Наверное, Радомир был плохим христианином, раз не до конца доверял Иисусу, раз призывал на помощь жене еще и других богов – демонов. Наверное. И Хильда тоже – нерадивая христианка. Да, чтит и Богородицу и Христа, но также признает и древние языческие обычаи, иногда и не скажешь, чего в готской красавице больше – языческого или христианского. С одной стороны, с отцом Ингравдом поговорила, помолилась святой заступнице деве вполне искренне, с другой – ухайдакала в станице бандюков ножичком, хоть бы хны! Настоящие, ревностные, христиане так не поступили бы, а вот язычники – запросто. Уж для них-то человеческая жизнь – ничто! «Не убий!» – это ведь Иисуса Христа заповедь. И те двое «бычков» – да, сволочи, да, гнусные похотливцы, но ведь, как ни крути, все-таки люди. А Хильда… Хильда о них даже и не вспоминала – ну, убила, и что?
Вечером встали лагерем под обрывом, разложили костры, посидели на этот раз молча, песен не пели – не пелось что-то. Наскоро поужинали да разбрелись по шатрам – спать.

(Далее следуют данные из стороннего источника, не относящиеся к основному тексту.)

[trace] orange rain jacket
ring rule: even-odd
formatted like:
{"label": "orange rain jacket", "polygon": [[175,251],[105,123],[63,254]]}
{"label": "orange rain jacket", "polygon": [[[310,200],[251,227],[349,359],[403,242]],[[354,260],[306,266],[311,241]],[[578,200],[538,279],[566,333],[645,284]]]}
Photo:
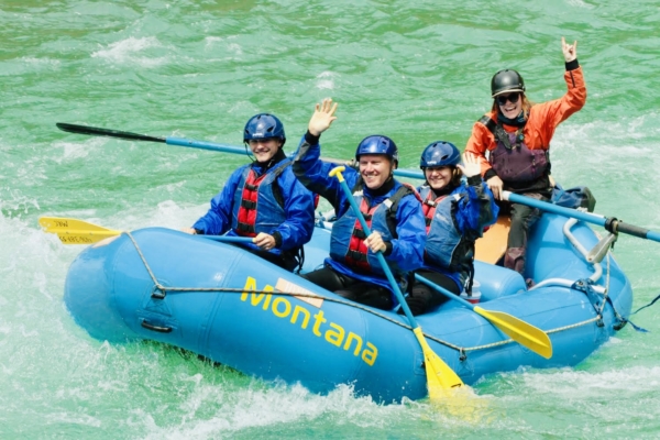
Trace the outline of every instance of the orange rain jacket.
{"label": "orange rain jacket", "polygon": [[[584,85],[584,76],[582,67],[578,64],[578,59],[566,63],[566,72],[564,80],[569,90],[560,99],[548,102],[534,105],[529,111],[529,118],[522,134],[525,135],[525,144],[530,150],[549,150],[550,140],[554,134],[554,129],[561,122],[565,121],[571,114],[580,110],[586,102],[586,86]],[[497,112],[491,111],[487,117],[497,122]],[[503,125],[506,132],[515,132],[516,127]],[[472,135],[468,140],[465,152],[473,153],[479,157],[481,164],[481,173],[484,179],[493,177],[495,172],[486,160],[486,151],[495,150],[497,143],[495,136],[481,122],[475,122],[472,128]],[[491,170],[488,173],[488,170]]]}

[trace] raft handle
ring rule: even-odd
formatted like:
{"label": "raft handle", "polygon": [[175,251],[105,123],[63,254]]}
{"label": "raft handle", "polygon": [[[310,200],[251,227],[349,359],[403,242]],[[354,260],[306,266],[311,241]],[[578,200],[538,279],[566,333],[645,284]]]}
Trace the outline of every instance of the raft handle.
{"label": "raft handle", "polygon": [[147,329],[147,330],[157,331],[158,333],[169,333],[169,332],[172,332],[172,327],[154,326],[154,324],[151,324],[151,323],[146,322],[146,319],[143,319],[140,324],[142,327],[144,327],[145,329]]}

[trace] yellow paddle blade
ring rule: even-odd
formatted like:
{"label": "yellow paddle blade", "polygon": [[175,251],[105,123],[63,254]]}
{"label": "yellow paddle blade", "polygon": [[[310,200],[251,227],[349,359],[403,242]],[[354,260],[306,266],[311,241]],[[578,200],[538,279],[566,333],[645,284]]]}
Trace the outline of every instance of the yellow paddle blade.
{"label": "yellow paddle blade", "polygon": [[438,400],[451,397],[451,389],[462,387],[463,381],[453,370],[449,367],[429,346],[429,343],[424,338],[421,328],[415,330],[415,336],[421,345],[424,353],[424,363],[427,372],[427,385],[429,388],[429,398]]}
{"label": "yellow paddle blade", "polygon": [[62,217],[42,217],[38,219],[38,224],[45,232],[56,233],[64,244],[92,244],[108,237],[121,234],[121,231]]}
{"label": "yellow paddle blade", "polygon": [[501,216],[497,223],[484,232],[484,237],[474,242],[474,257],[484,263],[496,264],[506,252],[508,231],[512,229],[512,218]]}
{"label": "yellow paddle blade", "polygon": [[552,358],[552,342],[548,333],[504,311],[484,310],[479,306],[474,311],[486,318],[499,330],[520,345],[527,346],[546,359]]}

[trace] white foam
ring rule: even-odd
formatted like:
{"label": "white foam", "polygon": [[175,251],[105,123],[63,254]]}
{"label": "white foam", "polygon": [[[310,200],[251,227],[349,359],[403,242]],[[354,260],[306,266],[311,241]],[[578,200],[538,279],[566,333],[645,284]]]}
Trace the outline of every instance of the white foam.
{"label": "white foam", "polygon": [[118,64],[139,64],[142,67],[158,67],[167,63],[167,57],[150,57],[142,55],[148,50],[161,50],[163,45],[155,36],[135,38],[131,36],[111,43],[91,54],[92,58],[103,58]]}

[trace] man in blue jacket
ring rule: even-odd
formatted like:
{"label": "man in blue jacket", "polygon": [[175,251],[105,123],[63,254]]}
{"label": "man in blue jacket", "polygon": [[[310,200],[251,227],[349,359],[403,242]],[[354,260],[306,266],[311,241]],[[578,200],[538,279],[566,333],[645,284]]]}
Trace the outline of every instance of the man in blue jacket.
{"label": "man in blue jacket", "polygon": [[365,138],[355,152],[359,170],[348,168],[344,179],[365,217],[372,234],[366,237],[339,180],[328,173],[336,164],[320,160],[319,138],[337,119],[337,103],[324,99],[316,106],[302,138],[293,170],[307,189],[324,197],[334,208],[337,221],[324,267],[305,278],[336,294],[381,309],[394,302],[392,287],[375,256],[383,252],[405,290],[407,273],[421,267],[426,241],[425,219],[415,191],[394,178],[398,151],[387,136]]}
{"label": "man in blue jacket", "polygon": [[249,251],[288,271],[301,265],[302,244],[314,231],[314,196],[296,179],[282,151],[284,125],[260,113],[245,124],[243,141],[254,155],[237,169],[211,208],[187,232],[252,237]]}

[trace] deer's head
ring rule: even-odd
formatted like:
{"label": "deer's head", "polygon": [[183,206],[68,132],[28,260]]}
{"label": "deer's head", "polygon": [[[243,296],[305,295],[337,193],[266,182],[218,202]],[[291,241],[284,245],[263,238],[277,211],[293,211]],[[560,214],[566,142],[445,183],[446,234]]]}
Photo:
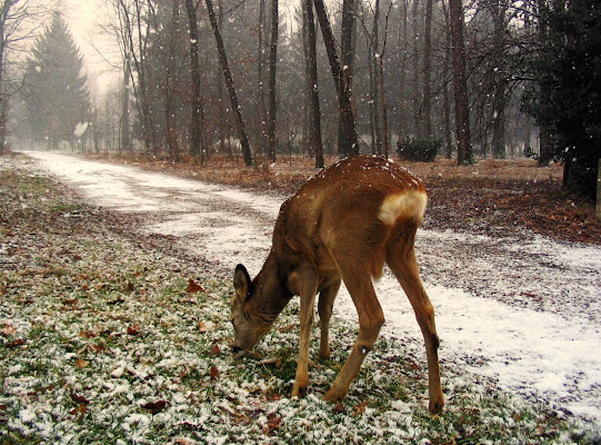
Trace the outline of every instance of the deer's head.
{"label": "deer's head", "polygon": [[236,267],[233,273],[234,296],[230,301],[231,318],[236,333],[233,352],[251,350],[269,332],[273,319],[261,313],[257,301],[263,300],[264,286],[250,279],[247,268],[242,265]]}

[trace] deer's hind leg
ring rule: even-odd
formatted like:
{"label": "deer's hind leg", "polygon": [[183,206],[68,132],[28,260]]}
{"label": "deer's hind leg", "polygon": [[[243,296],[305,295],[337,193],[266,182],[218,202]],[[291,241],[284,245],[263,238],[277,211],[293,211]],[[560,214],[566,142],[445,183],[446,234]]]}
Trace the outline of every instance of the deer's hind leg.
{"label": "deer's hind leg", "polygon": [[387,264],[401,284],[420,325],[428,358],[428,389],[431,413],[442,412],[444,397],[440,384],[438,359],[439,337],[434,323],[434,308],[423,289],[415,260],[413,240],[417,225],[401,224],[393,230],[387,245]]}
{"label": "deer's hind leg", "polygon": [[319,293],[319,327],[321,329],[321,343],[319,345],[319,357],[330,358],[330,318],[335,296],[340,289],[340,278],[333,279]]}
{"label": "deer's hind leg", "polygon": [[368,265],[357,268],[348,267],[341,270],[341,276],[359,314],[359,335],[349,358],[324,396],[324,399],[329,402],[347,396],[349,386],[359,373],[363,359],[373,348],[384,323],[382,308],[373,290],[370,267]]}

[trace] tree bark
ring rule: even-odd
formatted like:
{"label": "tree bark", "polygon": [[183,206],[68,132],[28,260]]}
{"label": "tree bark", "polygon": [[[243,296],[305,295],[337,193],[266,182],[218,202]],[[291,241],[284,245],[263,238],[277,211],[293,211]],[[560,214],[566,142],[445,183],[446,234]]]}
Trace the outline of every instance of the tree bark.
{"label": "tree bark", "polygon": [[339,132],[339,146],[338,152],[341,158],[359,154],[359,146],[357,144],[357,129],[354,127],[354,111],[351,102],[351,91],[349,85],[345,82],[342,76],[340,67],[340,58],[335,47],[335,39],[332,33],[328,12],[323,0],[313,0],[315,6],[315,12],[323,36],[323,43],[325,44],[325,52],[330,61],[330,68],[332,70],[332,77],[335,80],[335,87],[338,92],[338,105],[340,110],[340,120],[342,121],[342,129]]}
{"label": "tree bark", "polygon": [[315,168],[323,168],[323,145],[321,142],[321,110],[318,89],[317,37],[312,0],[304,0],[303,16],[307,20],[307,85],[309,93],[308,134],[309,145],[315,155]]}
{"label": "tree bark", "polygon": [[449,27],[449,11],[447,9],[447,6],[444,4],[444,1],[442,1],[442,10],[444,13],[444,23],[447,24],[447,31],[445,31],[445,38],[447,38],[447,44],[444,47],[444,60],[442,65],[442,72],[443,72],[443,86],[442,86],[442,119],[443,119],[443,126],[444,126],[444,157],[447,159],[451,159],[452,157],[452,137],[451,137],[451,105],[450,105],[450,95],[449,95],[449,82],[450,82],[450,75],[449,75],[449,66],[451,63],[451,30]]}
{"label": "tree bark", "polygon": [[126,151],[131,150],[131,137],[129,129],[129,77],[130,77],[130,60],[129,52],[126,52],[123,60],[123,103],[121,109],[121,144],[119,146],[119,151],[121,149]]}
{"label": "tree bark", "polygon": [[204,3],[207,4],[207,11],[209,12],[209,20],[211,22],[211,28],[213,29],[217,51],[219,53],[219,61],[221,63],[221,70],[223,71],[223,77],[226,79],[226,87],[230,96],[232,111],[236,117],[236,123],[238,126],[238,137],[240,138],[240,145],[242,146],[242,156],[244,158],[244,165],[247,167],[250,167],[252,166],[252,152],[250,150],[249,138],[247,135],[247,130],[244,128],[242,112],[240,111],[240,106],[238,105],[238,96],[236,95],[233,78],[231,75],[230,65],[228,62],[228,56],[226,53],[226,47],[223,46],[223,39],[221,38],[221,32],[219,31],[219,27],[217,23],[217,17],[213,9],[213,2],[212,0],[204,0]]}
{"label": "tree bark", "polygon": [[432,0],[425,1],[423,32],[423,136],[432,137]]}
{"label": "tree bark", "polygon": [[457,162],[472,162],[470,136],[470,105],[465,72],[465,47],[463,41],[463,4],[461,0],[449,0],[451,43],[453,53],[453,90],[455,102]]}
{"label": "tree bark", "polygon": [[382,127],[380,120],[380,69],[379,69],[379,29],[380,29],[380,0],[375,0],[373,4],[373,28],[371,33],[371,65],[370,70],[371,79],[371,100],[372,100],[372,113],[373,113],[373,136],[374,140],[374,155],[382,155]]}
{"label": "tree bark", "polygon": [[400,8],[400,21],[399,26],[399,47],[401,48],[400,57],[400,73],[399,73],[399,141],[407,137],[407,100],[405,100],[405,79],[407,79],[407,60],[408,60],[408,41],[407,41],[407,16],[409,10],[409,0],[402,0],[402,7]]}
{"label": "tree bark", "polygon": [[[340,37],[340,62],[341,62],[341,72],[340,72],[340,82],[342,87],[347,90],[349,99],[352,98],[352,78],[353,78],[353,66],[354,66],[354,44],[353,44],[353,33],[354,33],[354,0],[342,0],[342,23],[341,23],[341,37]],[[342,105],[342,103],[341,103]],[[352,112],[352,110],[351,110]],[[338,147],[340,157],[348,156],[351,151],[347,152],[347,149],[340,150],[341,147],[348,145],[348,139],[352,136],[349,135],[351,129],[349,123],[345,121],[347,117],[343,116],[342,109],[340,112],[340,119],[338,123]],[[354,117],[353,117],[354,123]],[[354,141],[357,144],[357,141]]]}
{"label": "tree bark", "polygon": [[194,0],[186,0],[186,11],[190,26],[190,78],[192,80],[192,115],[190,119],[190,155],[200,156],[202,100],[200,91],[200,61],[198,56],[198,19]]}
{"label": "tree bark", "polygon": [[278,63],[278,24],[280,16],[278,13],[278,0],[271,2],[271,43],[269,47],[269,112],[267,122],[268,157],[276,160],[276,66]]}

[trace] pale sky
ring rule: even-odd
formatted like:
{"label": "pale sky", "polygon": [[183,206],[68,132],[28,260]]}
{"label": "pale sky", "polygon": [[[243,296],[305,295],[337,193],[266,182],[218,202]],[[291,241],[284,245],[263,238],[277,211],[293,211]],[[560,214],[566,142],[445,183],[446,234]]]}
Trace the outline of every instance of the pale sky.
{"label": "pale sky", "polygon": [[106,55],[112,49],[98,28],[99,14],[106,12],[103,0],[62,0],[62,4],[64,20],[83,55],[89,86],[96,96],[118,78],[116,70],[94,49],[99,48]]}

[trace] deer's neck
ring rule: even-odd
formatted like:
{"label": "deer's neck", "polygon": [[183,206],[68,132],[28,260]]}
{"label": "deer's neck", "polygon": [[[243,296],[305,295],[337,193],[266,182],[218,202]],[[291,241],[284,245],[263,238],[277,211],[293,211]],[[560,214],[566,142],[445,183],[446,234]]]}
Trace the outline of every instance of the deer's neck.
{"label": "deer's neck", "polygon": [[292,298],[292,294],[288,290],[286,274],[280,270],[272,254],[257,276],[254,286],[257,287],[254,316],[258,322],[271,325]]}

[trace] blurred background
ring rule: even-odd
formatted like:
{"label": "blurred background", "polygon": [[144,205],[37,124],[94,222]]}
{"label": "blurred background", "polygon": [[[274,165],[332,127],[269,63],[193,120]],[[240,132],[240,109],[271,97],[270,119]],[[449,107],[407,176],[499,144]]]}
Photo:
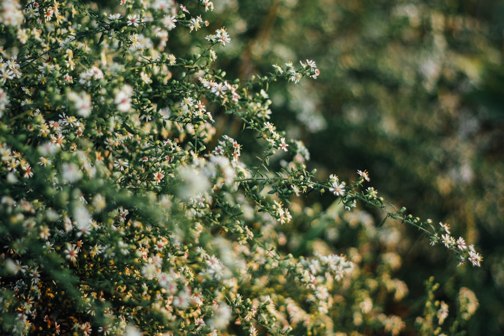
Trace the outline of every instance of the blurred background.
{"label": "blurred background", "polygon": [[[442,298],[467,286],[480,302],[469,334],[504,333],[504,2],[215,6],[211,22],[232,39],[218,53],[227,78],[265,75],[274,63],[316,62],[317,80],[282,81],[268,91],[272,121],[304,142],[309,169],[321,179],[334,173],[347,181],[367,169],[370,185],[397,209],[448,223],[453,235],[483,254],[481,268],[457,267],[444,249],[419,241],[419,232],[407,228],[410,244],[398,276],[410,296],[421,295],[431,275]],[[323,208],[333,200],[317,199]],[[368,211],[379,223],[381,215]]]}

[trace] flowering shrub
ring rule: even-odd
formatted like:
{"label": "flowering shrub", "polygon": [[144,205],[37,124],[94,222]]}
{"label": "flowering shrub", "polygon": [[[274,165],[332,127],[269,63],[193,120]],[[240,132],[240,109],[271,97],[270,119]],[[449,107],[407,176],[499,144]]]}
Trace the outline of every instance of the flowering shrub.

Лишь Хильда у костра осталась… на колени перед огнем встала, шептала что-то. Вернувшийся с проверки караулов князь даже и не подходил близко, встал тихонько в стороночке, благо не холодно было: тихо, безветренно, с неба снежок падал пушистый. Как раньше, в той еще жизни, под Новый год. Увы, той, другой, жизни уж нет и вряд ли когда будет. Да и черт с ней, коль уж выпала такая судьба! Хильда, была бы жива Хильда, выздоровела бы! Господи… да разве ж можно от чумы излечиться?